– Я не член семьи О’Коннер.
– Что освобождает нас от необходимости сменить фамилию.
– Как и должно быть, милорд.
Она не хотела с ним спорить, знала, что они в одной лодке, но не смогла сдержаться.
– Значит, в семье О’Коннер нет места таким, как я, да?
– Опять мы возвращаемся к «таким, как я».
– У тебя, похоже, это пунктик.
– Нет у меня такого пунктика. Он есть у тебя. Какая-то ты чувствительная. В любой момент готова взорваться, как перегретый паровой котел.
– Прекрасно. Теперь я перегретый паровой котел. У тебя просто талант доставать людей.
– У меня? Да нет в мире человека, с которым легче поладить, чем со мной. Я никогда никого не доставал… до встречи с тобой.
– Как и должно быть, милорд.
– Стрелка у тебя опять залезла за девяносто, – предупредила она.
– На спидометре восемьдесят девять, – не согласился он, но на этот раз не снизил давление ноги на педаль газа. – Если мираж появился благодаря субстанции, которую в тебя ввели, меня, скорее всего, ждет то же самое.
– Еще одна причина, по которой не стоит ехать быстрее девяноста миль в час.
– На спидометре восемьдесят девять, – поправил он и с неохотой чуть сбросил скорость.

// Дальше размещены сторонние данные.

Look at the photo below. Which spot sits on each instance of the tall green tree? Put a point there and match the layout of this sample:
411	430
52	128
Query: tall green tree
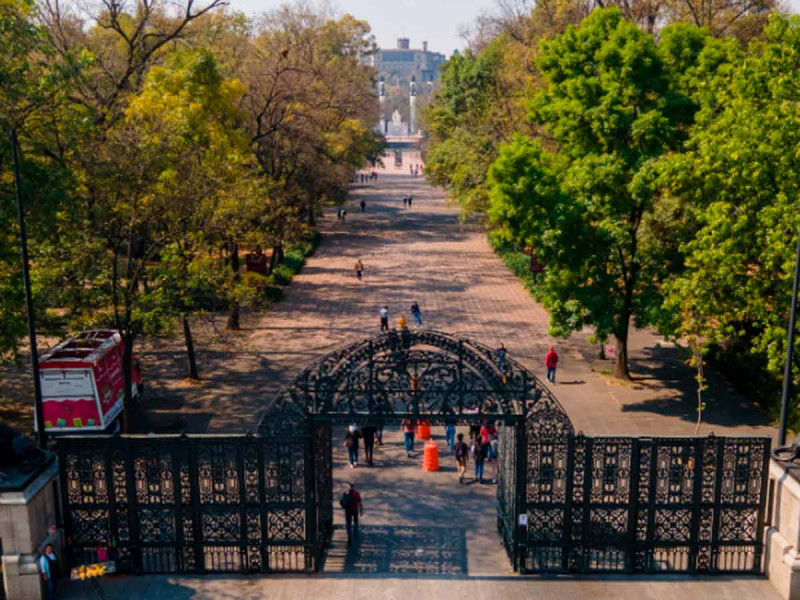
588	208
738	183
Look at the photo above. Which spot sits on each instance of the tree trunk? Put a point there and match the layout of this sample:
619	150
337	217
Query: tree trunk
233	317
621	368
127	379
698	357
190	354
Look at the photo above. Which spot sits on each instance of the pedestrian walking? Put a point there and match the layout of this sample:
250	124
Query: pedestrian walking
408	426
368	435
384	314
48	567
461	451
501	353
353	507
351	443
487	431
479	451
450	434
551	361
494	455
416	313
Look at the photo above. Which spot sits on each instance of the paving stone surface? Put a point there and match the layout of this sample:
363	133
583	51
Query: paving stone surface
425	253
423	535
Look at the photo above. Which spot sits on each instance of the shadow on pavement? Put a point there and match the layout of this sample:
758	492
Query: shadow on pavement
402	550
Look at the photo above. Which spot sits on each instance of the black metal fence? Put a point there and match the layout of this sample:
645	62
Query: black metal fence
198	504
264	504
644	505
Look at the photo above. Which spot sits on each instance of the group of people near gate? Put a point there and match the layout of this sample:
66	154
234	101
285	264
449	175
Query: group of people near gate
482	448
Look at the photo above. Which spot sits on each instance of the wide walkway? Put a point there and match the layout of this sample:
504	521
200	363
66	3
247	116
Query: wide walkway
424	253
423	534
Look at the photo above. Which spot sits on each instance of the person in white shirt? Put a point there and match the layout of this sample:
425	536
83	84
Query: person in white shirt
47	567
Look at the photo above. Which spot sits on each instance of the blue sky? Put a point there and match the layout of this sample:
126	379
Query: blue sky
437	21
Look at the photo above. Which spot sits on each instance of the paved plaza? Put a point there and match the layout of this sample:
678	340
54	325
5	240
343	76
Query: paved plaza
423	535
426	254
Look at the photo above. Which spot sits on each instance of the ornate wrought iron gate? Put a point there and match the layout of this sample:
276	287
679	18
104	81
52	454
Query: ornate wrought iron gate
199	504
566	503
644	505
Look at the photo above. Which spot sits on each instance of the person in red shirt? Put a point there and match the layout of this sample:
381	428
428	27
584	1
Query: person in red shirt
551	361
487	431
408	426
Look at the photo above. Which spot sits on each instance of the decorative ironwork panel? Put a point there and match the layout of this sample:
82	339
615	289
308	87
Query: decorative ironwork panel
653	505
507	486
420	373
189	504
323	472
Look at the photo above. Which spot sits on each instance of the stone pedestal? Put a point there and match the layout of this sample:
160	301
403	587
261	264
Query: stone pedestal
783	534
26	519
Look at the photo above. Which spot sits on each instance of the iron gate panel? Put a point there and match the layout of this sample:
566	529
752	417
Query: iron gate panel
264	503
190	504
507	485
645	505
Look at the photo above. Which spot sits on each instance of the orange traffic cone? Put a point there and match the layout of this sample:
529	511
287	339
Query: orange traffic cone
430	458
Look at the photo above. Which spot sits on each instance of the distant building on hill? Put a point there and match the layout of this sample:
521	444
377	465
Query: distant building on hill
398	65
405	77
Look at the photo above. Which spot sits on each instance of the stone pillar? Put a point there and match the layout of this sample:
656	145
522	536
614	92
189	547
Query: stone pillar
27	522
782	540
412	106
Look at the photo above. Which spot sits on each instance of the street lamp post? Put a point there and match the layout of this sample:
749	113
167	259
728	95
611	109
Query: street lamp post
23	243
787	371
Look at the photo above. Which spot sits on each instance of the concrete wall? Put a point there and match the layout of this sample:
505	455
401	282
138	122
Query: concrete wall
783	532
27	520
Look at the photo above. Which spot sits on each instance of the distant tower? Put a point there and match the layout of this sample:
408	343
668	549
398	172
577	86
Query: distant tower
383	122
412	101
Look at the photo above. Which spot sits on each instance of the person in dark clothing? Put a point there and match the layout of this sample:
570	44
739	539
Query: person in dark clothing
368	435
416	313
351	443
353	508
384	315
479	452
461	451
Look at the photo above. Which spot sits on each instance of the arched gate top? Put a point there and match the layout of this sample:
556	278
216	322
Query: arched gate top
420	373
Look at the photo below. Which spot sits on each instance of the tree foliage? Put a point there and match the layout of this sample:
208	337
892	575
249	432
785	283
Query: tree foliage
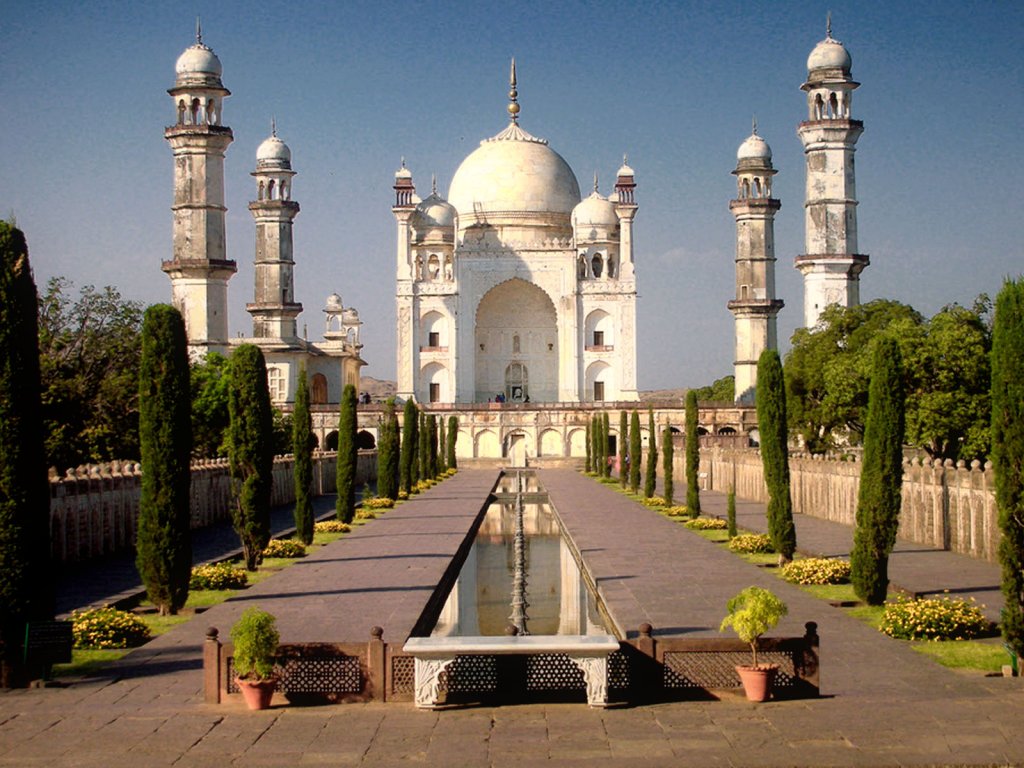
250	451
1008	453
348	455
650	478
26	587
302	449
89	350
772	425
945	376
163	547
881	476
692	455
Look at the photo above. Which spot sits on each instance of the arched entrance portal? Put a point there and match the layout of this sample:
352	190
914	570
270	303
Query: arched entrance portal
516	344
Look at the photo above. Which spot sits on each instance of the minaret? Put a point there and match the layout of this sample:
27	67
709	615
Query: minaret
755	306
830	264
200	267
273	307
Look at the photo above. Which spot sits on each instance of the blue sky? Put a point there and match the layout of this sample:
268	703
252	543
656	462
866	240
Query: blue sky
357	86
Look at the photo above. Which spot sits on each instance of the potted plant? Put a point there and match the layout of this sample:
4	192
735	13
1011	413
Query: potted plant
255	641
752	612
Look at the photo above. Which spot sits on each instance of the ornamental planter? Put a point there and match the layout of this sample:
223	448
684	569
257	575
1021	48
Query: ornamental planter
257	693
758	681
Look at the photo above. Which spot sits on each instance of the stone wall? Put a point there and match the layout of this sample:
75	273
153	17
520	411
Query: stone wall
947	506
94	509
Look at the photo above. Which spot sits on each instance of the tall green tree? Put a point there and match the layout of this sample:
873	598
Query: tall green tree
302	450
210	419
410	417
348	455
251	452
881	476
650	478
635	453
453	462
89	349
692	455
387	454
1008	453
163	546
668	465
624	449
772	425
26	586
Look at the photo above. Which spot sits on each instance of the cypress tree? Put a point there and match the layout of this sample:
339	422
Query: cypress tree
770	398
348	455
163	547
387	454
1008	453
881	475
250	451
302	450
635	460
668	462
692	455
453	441
650	479
409	446
624	449
26	587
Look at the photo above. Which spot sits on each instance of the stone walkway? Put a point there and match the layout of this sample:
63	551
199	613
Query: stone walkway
883	704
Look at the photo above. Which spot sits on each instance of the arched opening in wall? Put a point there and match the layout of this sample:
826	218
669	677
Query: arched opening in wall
317	389
516	307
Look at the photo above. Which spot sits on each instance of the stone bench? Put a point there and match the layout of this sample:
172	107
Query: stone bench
588	652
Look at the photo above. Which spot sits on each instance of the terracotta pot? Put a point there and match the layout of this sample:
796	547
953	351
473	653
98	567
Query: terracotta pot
257	692
758	681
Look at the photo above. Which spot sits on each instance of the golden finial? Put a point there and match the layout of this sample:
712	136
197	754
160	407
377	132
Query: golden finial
513	94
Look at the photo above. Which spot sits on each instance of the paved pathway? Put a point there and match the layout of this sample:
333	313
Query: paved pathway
884	705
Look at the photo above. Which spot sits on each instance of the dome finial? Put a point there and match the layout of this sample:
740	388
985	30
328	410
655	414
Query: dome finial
513	94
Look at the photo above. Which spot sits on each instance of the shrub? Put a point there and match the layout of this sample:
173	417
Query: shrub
285	548
108	628
817	570
933	619
750	544
219	576
706	523
332	526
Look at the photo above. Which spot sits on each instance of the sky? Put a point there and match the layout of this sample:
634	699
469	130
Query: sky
355	87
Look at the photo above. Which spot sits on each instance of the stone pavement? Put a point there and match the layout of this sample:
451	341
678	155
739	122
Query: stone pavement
883	704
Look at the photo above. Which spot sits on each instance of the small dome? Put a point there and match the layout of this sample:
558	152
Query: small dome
829	54
595	211
434	211
273	152
754	147
198	59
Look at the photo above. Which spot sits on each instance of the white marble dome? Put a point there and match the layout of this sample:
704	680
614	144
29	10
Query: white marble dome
273	152
595	211
514	173
754	147
829	54
198	59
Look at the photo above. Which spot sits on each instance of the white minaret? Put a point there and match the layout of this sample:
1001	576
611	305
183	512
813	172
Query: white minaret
755	306
830	263
273	307
200	267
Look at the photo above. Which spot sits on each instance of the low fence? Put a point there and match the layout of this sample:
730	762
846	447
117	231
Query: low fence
94	509
645	669
944	505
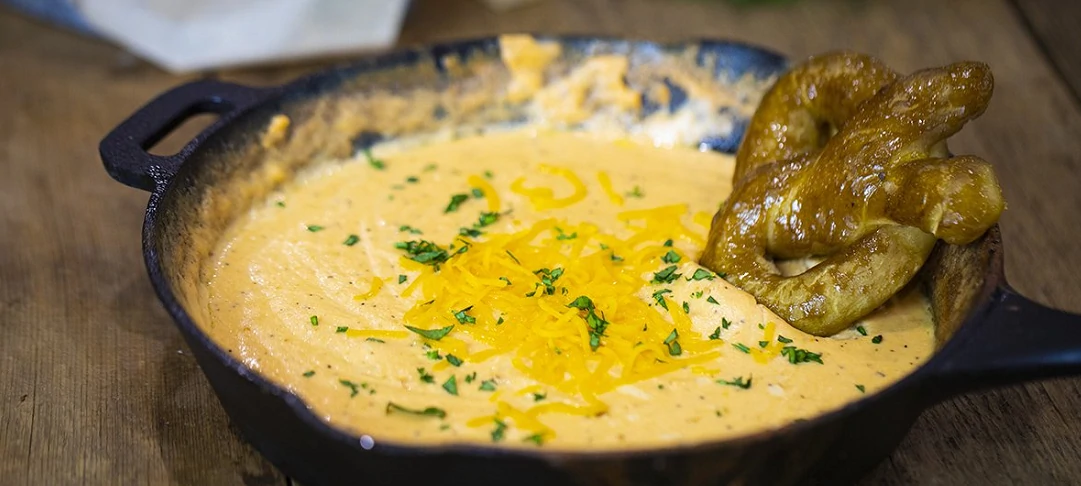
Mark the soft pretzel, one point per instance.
(845, 160)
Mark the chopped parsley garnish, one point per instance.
(563, 235)
(737, 381)
(797, 355)
(672, 342)
(428, 412)
(658, 296)
(431, 334)
(376, 163)
(548, 279)
(423, 252)
(501, 429)
(354, 388)
(451, 386)
(597, 324)
(666, 275)
(702, 274)
(456, 201)
(464, 318)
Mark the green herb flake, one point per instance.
(428, 412)
(375, 163)
(354, 389)
(431, 334)
(666, 275)
(672, 342)
(737, 381)
(456, 201)
(451, 386)
(499, 430)
(797, 355)
(702, 274)
(464, 318)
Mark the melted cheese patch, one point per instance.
(532, 291)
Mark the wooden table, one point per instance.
(96, 386)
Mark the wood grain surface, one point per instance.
(96, 386)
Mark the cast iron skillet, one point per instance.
(987, 334)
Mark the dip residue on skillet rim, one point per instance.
(317, 288)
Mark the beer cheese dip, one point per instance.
(528, 289)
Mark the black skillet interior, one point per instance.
(987, 334)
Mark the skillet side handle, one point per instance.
(1018, 340)
(124, 150)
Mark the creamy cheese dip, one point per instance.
(555, 278)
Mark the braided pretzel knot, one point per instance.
(848, 160)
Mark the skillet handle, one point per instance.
(1018, 340)
(123, 150)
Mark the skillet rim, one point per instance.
(328, 79)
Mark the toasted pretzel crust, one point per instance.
(846, 160)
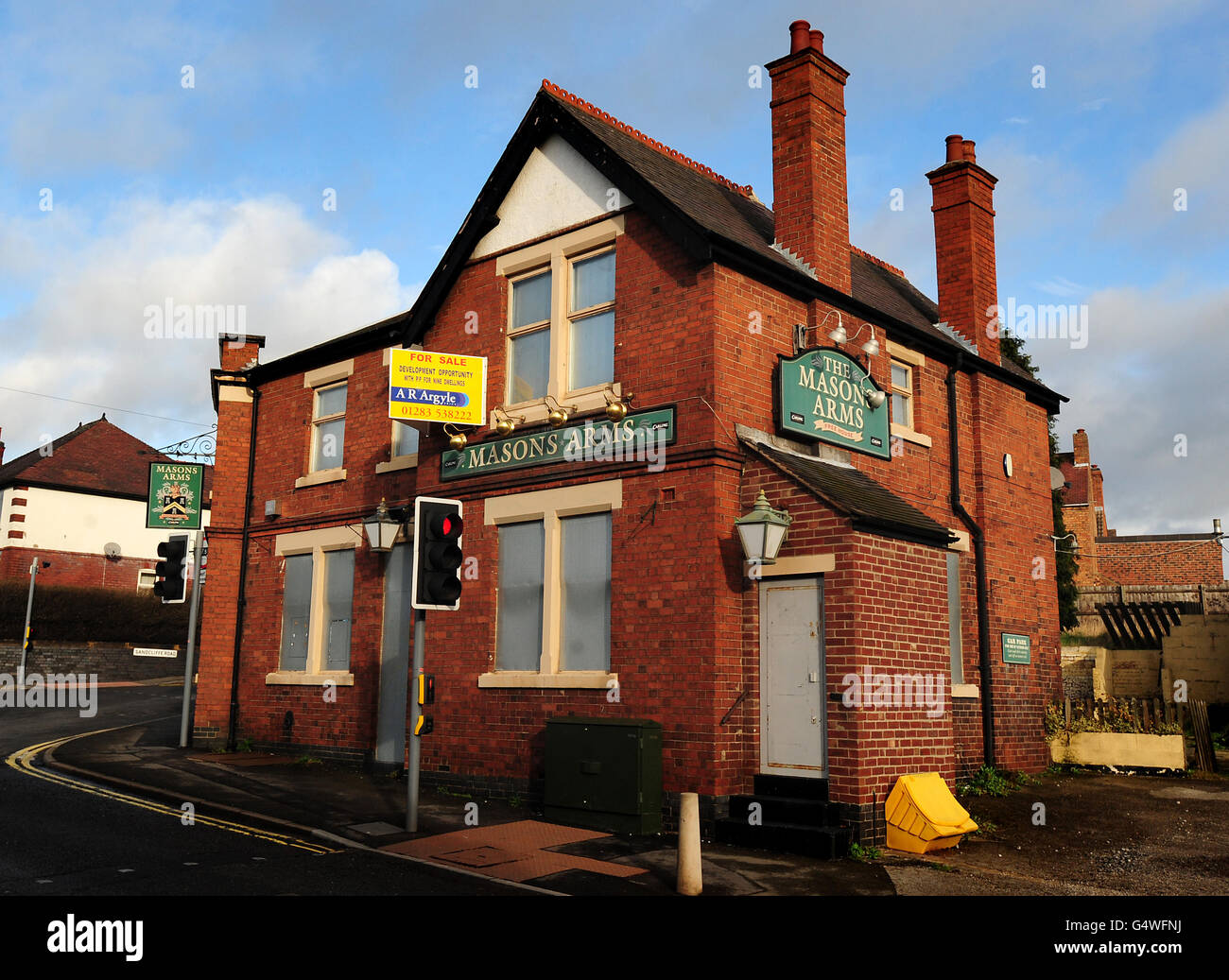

– Этот сукин сын, безумный коммивояжер, первым сделал укол тебе, – напомнила Джилли. – Поэтому, если бы субстанция вызывала миражи, ты бы увидел его раньше меня.
– Повторяю в сотый раз – он не коммивояжер. Безумный врач, ученый-псих, что-то в этом роде. И если уж на то пошло, он говорил, что его субстанция на всех действует по-разному. Индивидуально.
– Как и должно быть, милорд.
– Индивидуально? Как это?
– Он не сказал. По-разному. Еще он сказал, что эффект всякий раз интересный, часто потрясающий, иногда положительный.
Ее передернуло при воспоминании о машущих крыльями птицах и горящих свечах.
– Мираж не был положительным эффектом. Что еще сказал доктор Франкенштейн?
– Франкенштейн?
– Мы не можем называть его безумным врачом, ученым-психом, чокнутым сукиным сыном, коммивояжером. Нам нужно дать ему вымышленную фамилию, пока мы не узнаем настоящую.
– Но Франкенштейн…
– Что тебе не нравится?
Дилан поморщился, неопределенно взмахнул рукой:
– Очень уж это…
– Как и должно быть, милорд.
– Мелодраматично, – решил он.
– Все у нас критики, – фыркнула Джилли. – И почему я постоянно слышу это слово? Мелодраматично!
– Я произнес его впервые, – запротестовал он, – и оно не относится лично к тебе.
– Не ты. Я не говорила, что ты. Но с тем же успехом мог быть и ты. Ты мужчина.
– Что-то я тебя не понимаю.
– Разумеется, не понимаешь. Ты мужчина. Со всем своим здравым смыслом ты не можешь понять ничего такого, что не укладывается в прямую линию, как костяшки домино.
– У тебя какие-то проблемы с мужчинами? – спросил Дилан, и Джилли очень уж захотелось оплеухой стереть самодовольство, проступившее на его лице.
– Так и должно быть, милорд.
Одновременно, с одинаковым облегчением в голосе Джилли и Дилан воскликнули: «Двадцать восемь!»
На заднем сиденье, проверив все зубы и убедившись в их целости и сохранности, Шеп надел туфли, завязал шнурки и застыл в молчании.
Стрелка спидометра сдвинулась влево, несколько успокоилась и Джилли, хотя понимала, что настоящее спокойствие в ближайшее время ей может только сниться.
На скорости семьдесят миль в час, хотя он, возможно, заявил бы, что на спидометре шестьдесят восемь, Дилан нарушил затянувшуюся паузу:
– Извини.
Джилли удивилась:
– Извинить за что?
– За мой тон. Отношение. Слова. Я хочу сказать, в обычной ситуации тебе не удалось бы втянуть меня в спор.
– Я тебя никуда не втягивала.
– Нет-нет, – поправился он. – Я не про это. Ты не втягивала. Не втягивала. Я просто хочу сказать, что обычно не злюсь. Сдерживаю злость. Мне это удается. Преобразую ее в созидательную энергию. Это часть моей философии. Как художника.
Ей никогда не удавалось подавить свой цинизм столь же успешно, как Дилану, если он говорил правду, злость она услышала в его голосе, почувствовала в изменившемся лице, черты которого вдруг сложились в маску презрения.
– Художники, значит, не злятся?
– У нас не остается достаточного количества негативной энергии после всех этих изнасилований и убийств.